We currently use a Publisher Subscriber solution, ActiveMQ, pumping StockAdjustment messages to whoever wants them. If a hot item clears out in a day, we may be sending 30,000 StockAdjustments of -1 out multiple times. If someone declares a whole isle of goods written off, that could generate another 2,000 messages instantly. This causes pressure on the downstream service to be as efficient as the upstream one. With Reactive Streams, each consumer asks the Publisher to prepare a limited number of messages each run.
Applying a reactive stream solution to this feels very appealing. The Functional Programming style of maps, greps and lazy evaluation to "get the answer" regardless of the way it's done just works so excellently inside your programs why not extend it to the entire system?
As well as that, there are a lot of examples where a reactive looking system works really well, e.g dropping frames in a streaming video or game if network stutters is a good example.

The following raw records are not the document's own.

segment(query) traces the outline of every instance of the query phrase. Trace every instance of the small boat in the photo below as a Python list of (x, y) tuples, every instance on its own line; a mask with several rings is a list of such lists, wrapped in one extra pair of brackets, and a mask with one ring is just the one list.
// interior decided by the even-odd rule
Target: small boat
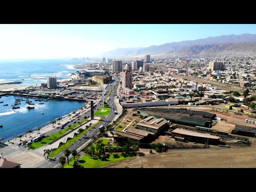
[(19, 109), (20, 108), (20, 107), (16, 107), (15, 106), (12, 106), (12, 108), (13, 109)]
[(35, 107), (30, 107), (30, 106), (28, 106), (27, 107), (27, 109), (34, 109)]

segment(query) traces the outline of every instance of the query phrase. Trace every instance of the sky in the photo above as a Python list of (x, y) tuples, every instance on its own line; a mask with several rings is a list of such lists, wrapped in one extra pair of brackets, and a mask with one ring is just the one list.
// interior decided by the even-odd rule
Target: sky
[(256, 24), (0, 24), (0, 59), (93, 57), (118, 48), (256, 32)]

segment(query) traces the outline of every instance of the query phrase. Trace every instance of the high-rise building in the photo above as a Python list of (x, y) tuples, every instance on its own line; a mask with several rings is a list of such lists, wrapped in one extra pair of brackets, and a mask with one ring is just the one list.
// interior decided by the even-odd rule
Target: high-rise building
[(47, 77), (47, 87), (55, 89), (57, 87), (57, 78), (55, 77)]
[(136, 61), (132, 62), (132, 69), (134, 71), (137, 70), (137, 65), (136, 65)]
[(112, 70), (116, 72), (122, 72), (122, 61), (113, 61), (112, 64)]
[(149, 70), (148, 64), (147, 63), (144, 63), (143, 64), (143, 71), (144, 72), (147, 72)]
[(144, 62), (146, 63), (150, 63), (150, 56), (146, 55), (145, 56)]
[(130, 65), (129, 64), (126, 64), (126, 65), (125, 65), (125, 70), (129, 70), (130, 71), (131, 71), (132, 70), (132, 66)]
[(136, 60), (136, 68), (139, 69), (140, 67), (143, 67), (143, 62), (142, 61)]
[(132, 72), (129, 70), (123, 71), (122, 86), (123, 88), (127, 87), (129, 89), (132, 88)]
[(224, 62), (219, 62), (217, 60), (209, 62), (209, 70), (211, 71), (224, 71), (225, 70)]

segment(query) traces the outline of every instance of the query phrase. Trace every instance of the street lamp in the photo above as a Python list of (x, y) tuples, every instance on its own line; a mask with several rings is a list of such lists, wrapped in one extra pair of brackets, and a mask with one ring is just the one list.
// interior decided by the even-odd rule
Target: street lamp
[(231, 158), (233, 157), (233, 156), (230, 156), (230, 154), (229, 153), (228, 154), (230, 155), (230, 159), (229, 159), (229, 168), (230, 168), (230, 162), (231, 162)]

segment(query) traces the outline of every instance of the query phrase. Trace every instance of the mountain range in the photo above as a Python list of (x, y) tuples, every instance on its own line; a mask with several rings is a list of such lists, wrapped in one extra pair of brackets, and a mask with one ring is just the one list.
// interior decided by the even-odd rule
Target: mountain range
[(168, 43), (148, 47), (118, 48), (104, 53), (108, 58), (143, 57), (146, 54), (151, 56), (172, 56), (214, 54), (222, 52), (256, 53), (256, 34), (222, 35), (204, 39), (180, 42)]

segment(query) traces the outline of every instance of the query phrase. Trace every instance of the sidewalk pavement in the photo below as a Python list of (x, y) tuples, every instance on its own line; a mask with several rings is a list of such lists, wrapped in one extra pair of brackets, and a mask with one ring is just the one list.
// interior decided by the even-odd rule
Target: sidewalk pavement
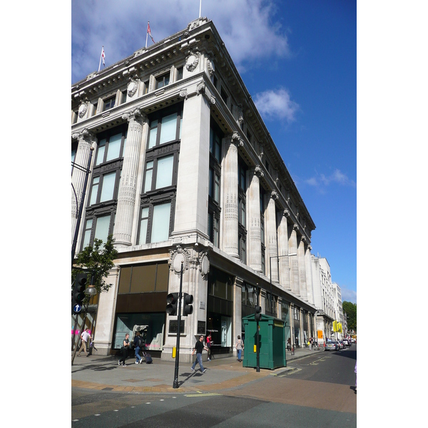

It looks excellent but when you think about applying these specific changes to our example system this is what happens:
- We complicate our consumer. Rather than just accepting messages it now needs to know who its upstream data suppliers are, in our case three and how to communicate with them.
- Rather than "Fire and Forget", if the publisher is to smartly recover the stream it needs business level logic of how the downstream system works. In our example, our downstream consumer is overwhelmed by messages at times and needlessly. The truth it, it operates on summaries. It doesn't need 10,000 messages with a -1 stock adjust for 5 hot items. It just needs the final stock count for 2 items. For the data the downstream system cares about, it could be just 2 messages. This smart design looks like Reactive Streams bring a huge performance advantage and in implementation terms it could just be rework this as an API on the upstream service. However, this is only one downstream service. If we had another downstream service, that evaluated the performance of warehouse employees, the only two messages it may care about are the stock adjustments by people on the floor. This adds weight to our upstream system and is unlikely to happen for reasons I will outline before. We could find a balance and adds a third service in the middle. One that processes all the messages are "re-summerises" them for the sake of the downstream service. This sounds ideal, but in truth, is this a reactive system approach, or just your standard breaking down of your consumer into a smarter one? I'd argue the later.
- Recovery time from a network failure is increased as the upstream services has been dormant. During this time no usable value can be taken from our system. Our Producer can only exist for the benefit of the downstream one.
- Understanding our system's performance needs is more complicated. Rather than knowing our consumer has to handle ~10,000 Messages per hour, it need to describe it as Producers that must deal with arbitrary spikes from downstream. Optimising one system moves the bottleneck upstream and the problem somewhere else. With each consumer having different needs, measuring our performance needs is much more complex.
- Unless the stream is a genuinely filterable/ignorable _at the source_ you aren't removing the buffer back-pressure just changing the nature of the buffer and its location, moving it upwards through the stack until you reach something you pretend is the source. Is changing the problem really making the architecture better?
It's all about the value
With our functional, lazy evaluation based systems we care about the answer, not how we get there. We avoid the processing we need to do. Going back to our video streaming example we care about the on-screen result. Dropping late frames is fine because we have truly only one purpose. And with our systems, if we are to be reactive, the same must be true. That there is only one answer with any value. Every upstream system is utterly pointless except to serve the downstream system. They have no side effects, garner no value, service no other consumers except to help with the one true consumer and its one true answer.
This is where you need to be aware when it comes to reactive systems. Our system initially looked like a good fit for Reactive Streams. But our service has value in itself, driving warehouse operations first, providing stock data second. We are separate Agile teams with separate customers and goals we don't really want to be sharing a code base with another team because it makes their life easier. We are concerned with Warehouse operations and provide stock data as a generosity. Pub/Sub is the simplest way to do this so it keeps our teams unencumbered by each other.
Reactive Streams appears to be a potentially worthy design solution where you work with "Big Data". The advent of "Big Data" and systems like Apache Spark demonstrate there is a genuine need for systems where dozens of distributed nodes of processing power is required to garner a single meaningful value. In those cases, a Reactive Streams could be useful. I'm guessing if you have multiple Agile teams in an SOA architecture you should look with a keen eye to see if it is for you.